Surely, they are the smartest species to ever walk the earth, but despite everything, human beings still retain a pretty dismal record at not making mistakes. This dynamic, in particular, has already been reinforced quite a few times throughout our history, with each testimony practically forcing us to look for a defensive cover. We will, however, solve our conundrum in the most fitting way possible, and we’ll do so by bringing dedicated regulatory bodies into the fold. Having a well-defined authority across each and every area was a game-changer, as it instantly gave us a safety cushion against our many shortcomings. Now, the kind of utopia you would expect from such a development did arrive, but at the same time, it failed to stick around for very long.

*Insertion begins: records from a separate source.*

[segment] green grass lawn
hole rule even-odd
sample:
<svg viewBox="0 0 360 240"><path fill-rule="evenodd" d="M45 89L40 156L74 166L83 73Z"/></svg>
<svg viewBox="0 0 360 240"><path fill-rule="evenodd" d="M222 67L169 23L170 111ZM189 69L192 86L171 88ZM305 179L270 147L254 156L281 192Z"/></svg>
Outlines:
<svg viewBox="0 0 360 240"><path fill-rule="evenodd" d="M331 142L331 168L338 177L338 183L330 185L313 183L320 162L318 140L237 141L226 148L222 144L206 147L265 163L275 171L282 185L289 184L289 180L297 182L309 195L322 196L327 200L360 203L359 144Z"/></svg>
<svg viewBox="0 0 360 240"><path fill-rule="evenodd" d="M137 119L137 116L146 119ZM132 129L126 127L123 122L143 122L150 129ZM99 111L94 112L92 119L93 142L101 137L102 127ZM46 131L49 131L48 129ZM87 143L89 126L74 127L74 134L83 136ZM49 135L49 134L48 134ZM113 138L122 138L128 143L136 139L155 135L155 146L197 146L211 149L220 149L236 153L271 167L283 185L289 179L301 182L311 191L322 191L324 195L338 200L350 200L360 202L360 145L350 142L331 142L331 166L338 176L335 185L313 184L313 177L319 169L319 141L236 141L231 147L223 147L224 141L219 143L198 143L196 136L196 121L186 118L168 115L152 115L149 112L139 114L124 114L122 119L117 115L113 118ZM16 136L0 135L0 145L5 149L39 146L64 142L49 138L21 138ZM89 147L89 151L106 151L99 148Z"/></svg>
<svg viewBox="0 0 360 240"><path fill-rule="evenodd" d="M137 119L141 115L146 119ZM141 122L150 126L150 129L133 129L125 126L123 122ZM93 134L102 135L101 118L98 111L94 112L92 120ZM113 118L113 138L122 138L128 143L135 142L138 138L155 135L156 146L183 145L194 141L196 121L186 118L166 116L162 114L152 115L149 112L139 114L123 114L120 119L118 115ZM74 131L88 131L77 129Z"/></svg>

Talk about what caused its sudden death, the answer has to keep technology at the heart of everything. You see, the moment technology’s layered nature took over the scene, it allowed people an unprecedented chance to exploit others for their own benefit. In case this didn’t sound bad enough, the whole runner soon began to materialize on such a massive scale that it expectantly overwhelmed our governing forces and sent them back to square one. After spending a lengthy spell in the wilderness, though, it seems like the regulatory contingent is finally ready to make a comeback. The same has only turned more and more evident over the recent past, and truth be told, one new lawsuit can do a lot to keep that trend alive and kicking.
Programmer-cum-lawyer Matthew Butterick, along with San Francisco-based Joseph Saveri Law Firm, has officially filed a class-action lawsuit against Microsoft, GitHub, and OpenAI, claiming the companies’ creation of AI-powered coding assistant, GitHub Copilot is built around “software piracy on an unprecedented scale.” Released back in June 2021, GitHub Copilot was designed to streamline software development by enabling developers with relevant artificial intelligence-generated code suggestions as and when they type the code. In order to do the stated job, the tool was trained on public repositories of code scraped from the web. However, many of these repositories were the ones published with licenses that require anyone reusing the code to credit its creators. As you might have guessed it by now, Copilot provided no such credit.
“In June 2022, Copilot had 1,200,000 users. If only 1% of users have ever received Output based on Licensed Materials and only once each, Defendants have ‘only’ breached Plaintiffs’ and the Class’s Licenses 12,000 times,” the lawsuit stated. “However, each time Copilot outputs Licensed Materials without attribution, the copyright notice, or the License Terms it violates the DMCA three times. Thus, even using this extreme underestimate, Copilot has ‘only’ violated the DMCA 36,000 times.”
With those violations applied across all of Copilot’s estimated 1.2 million users; the lawsuit seeks damages worth a whopping $9 billion.
Although focused on the coding space, this lawsuit highlights a much bigger problem i.e. the creators, across various different industries, not having enough protection from AI systems that may be using their work without any attribution at all. The sheer injustice associated with the concept has even pushed companies like Getty Images and Shutterstock to ban the use of AI generative technology on their platforms, but that hasn’t been enough to solve the problem on a wider scale.
“This is the first step in what will be a long journey. As far as we know, this is the first class-action case in the US challenging the training and output of AI systems. It will not be the last. AI systems are not exempt from the law. Those who create and operate these systems must remain accountable,” said Butterick.